More than a hundred Democratic lawmakers signed a letter calling on the Republican-led House Oversight Committee to open an investigation into the president. The move was led by the Democratic Women's Working Group in the House, which held a press conference on Capitol Hill on Tuesday to denounce the president's attack on Gillibrand.
"The Me Too movement has arrived," said Rep. Lois Frankel, D-Fla., referring to the #MeToo social media movement where women and some men share stories about sexual misconduct.
"Sexual abuse will not be tolerated whether it's by a Hollywood producer, the chef of a restaurant, a member of Congress or the President of the United States. No man or woman is above the law."
Others said they were appalled at the president's tweet.
"It is grotesque. It took my breath away," said Rep. Jackie Speier, D-Calif., who came forward in October with her own story of being sexually harassed on Capitol Hill. "And it represents the conduct of a person who is ill-equipped to be the president of the United States."
Sen. Richard Blumenthal, D-Conn., also tweeted: "I stand with Sen. Gillibrand, a dedicated public servant and friend.
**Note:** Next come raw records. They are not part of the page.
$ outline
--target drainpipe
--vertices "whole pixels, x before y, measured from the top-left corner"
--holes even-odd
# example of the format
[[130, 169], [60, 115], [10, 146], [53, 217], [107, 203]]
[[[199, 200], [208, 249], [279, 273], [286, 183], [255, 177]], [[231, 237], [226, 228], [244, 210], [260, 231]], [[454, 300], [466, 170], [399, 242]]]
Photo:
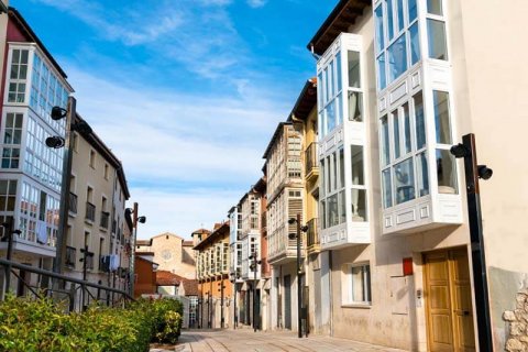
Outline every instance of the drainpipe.
[[332, 251], [328, 251], [329, 282], [330, 282], [330, 337], [333, 337], [333, 280], [332, 280]]

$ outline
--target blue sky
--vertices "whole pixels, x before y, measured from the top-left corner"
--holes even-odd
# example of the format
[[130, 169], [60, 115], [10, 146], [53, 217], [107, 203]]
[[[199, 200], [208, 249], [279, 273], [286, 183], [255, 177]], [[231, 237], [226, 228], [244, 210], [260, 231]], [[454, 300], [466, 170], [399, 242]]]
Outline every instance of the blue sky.
[[11, 0], [122, 161], [140, 238], [226, 219], [316, 62], [337, 0]]

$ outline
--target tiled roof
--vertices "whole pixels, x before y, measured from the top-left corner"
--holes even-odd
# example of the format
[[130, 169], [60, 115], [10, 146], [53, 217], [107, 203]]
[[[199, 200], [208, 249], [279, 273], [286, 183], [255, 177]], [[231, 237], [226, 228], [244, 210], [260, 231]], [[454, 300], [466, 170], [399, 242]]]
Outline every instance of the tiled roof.
[[184, 279], [182, 283], [184, 284], [185, 296], [198, 296], [197, 279]]
[[179, 286], [183, 277], [176, 274], [173, 274], [167, 271], [157, 271], [156, 272], [156, 285], [157, 286]]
America must reject Trump's sexist slurs."
Sen. Dick Durbin, D-Ill., told reporters on Tuesday, that the president will falter in his attempt to bully Gillibrand.
"I could just tell you that the president will fail in any effort to intimidate Kirsten Gillibrand. It ain't going to work," he said. "If anything she is going to be strengthened in her efforts. She is a pretty determined person."
Federal campaign records show that Trump donated to Gillibrand's campaign during her 2010 special election run, including $2,400 for the primary and general election. He also donated $1,050 to her congressional campaign in 2007-2008. He also gave $2,100 to the Gillibrand Victory Fund PAC in 2007, according to federal campaign records.
Dartunorro Clark reported from New York and Ali Vitali reported from Washington.